E questo è un secondo modo di espiare i peccati. “ Se voi  infatti perdonerete agli uomini le loro colpe, il Padre vostro celeste perdonerà anche a voi” (Mt 6, 14).

 

Vuoi imparare ancora una terza via di purificazione? E’ quella della preghiera fervorosa e ben fatta che proviene dall’intimo del cuore.

 

Se poi ne vuoi conoscere anche una quarta, dirò che è l’elemosina. Questa ha un valore molto grande.

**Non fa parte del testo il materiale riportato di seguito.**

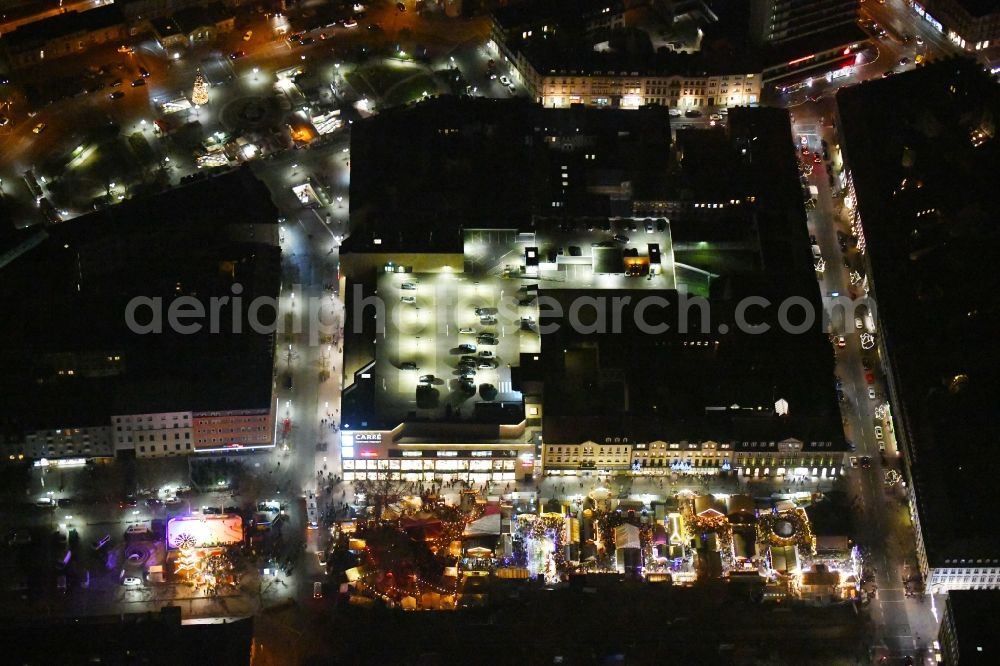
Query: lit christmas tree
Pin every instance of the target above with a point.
(199, 95)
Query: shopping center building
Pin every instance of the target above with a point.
(476, 345)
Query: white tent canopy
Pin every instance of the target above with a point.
(485, 526)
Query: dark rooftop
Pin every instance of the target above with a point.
(696, 385)
(531, 12)
(64, 301)
(979, 8)
(62, 25)
(192, 18)
(925, 177)
(128, 638)
(420, 174)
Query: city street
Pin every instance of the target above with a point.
(67, 136)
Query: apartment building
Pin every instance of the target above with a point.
(160, 435)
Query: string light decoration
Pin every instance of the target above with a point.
(199, 93)
(801, 536)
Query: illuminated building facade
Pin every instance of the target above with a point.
(928, 267)
(973, 25)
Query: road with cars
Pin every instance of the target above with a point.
(905, 623)
(309, 403)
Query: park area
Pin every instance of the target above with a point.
(394, 82)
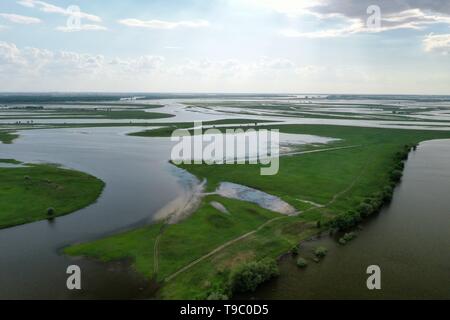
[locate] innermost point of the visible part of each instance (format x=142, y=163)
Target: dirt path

Se uno si comporta con temperanza e umiltà, distruggerà alla radice i suoi peccati con non minore efficacia dei mezzi ricordati sopra. Ne è testimone il pubblicano che non era in grado di ricordare opere buone, ma al loro posto offrì l’umile riconoscimento delle sue colpe e così si liberò del grave fardello che aveva sulla coscienza.

 

Abbiamo indicato cinque vie di riconciliazione con Dio.

 

La prima è la condanna dei propri peccati.

 

La seconda è il perdono delle offese.

 

La terza consiste nella preghiera, la quarta nell’elemosina e la quinta nell’umiltà.

 

Non stare dunque senza far nulla, anzi ogni giorno cerca di avanzare per tutte queste vie, perché son facili, né puoi addurre la tua povertà per esimertene.  Quand’anche ti trovassi a vivere in grave miseria, potrai sempre deporre l’ira, praticare l’umiltà, pregare continuamente e riprovare i peccati, e la povertà non ti sarà mai d’intralcio.

 

Avendo dunque imparato il modo di guarire le nostre ferite, adoperiamo questi rimedi. Riacquistata poi la vera sanità, godremo con fiducia della sacra mensa e con grande gioia andremo incontro a Cristo, re della gloria, e conquisteremo per sempre i beni eterni, per grazia, misericordia e bontà del Signore nostro Gesù Cristo.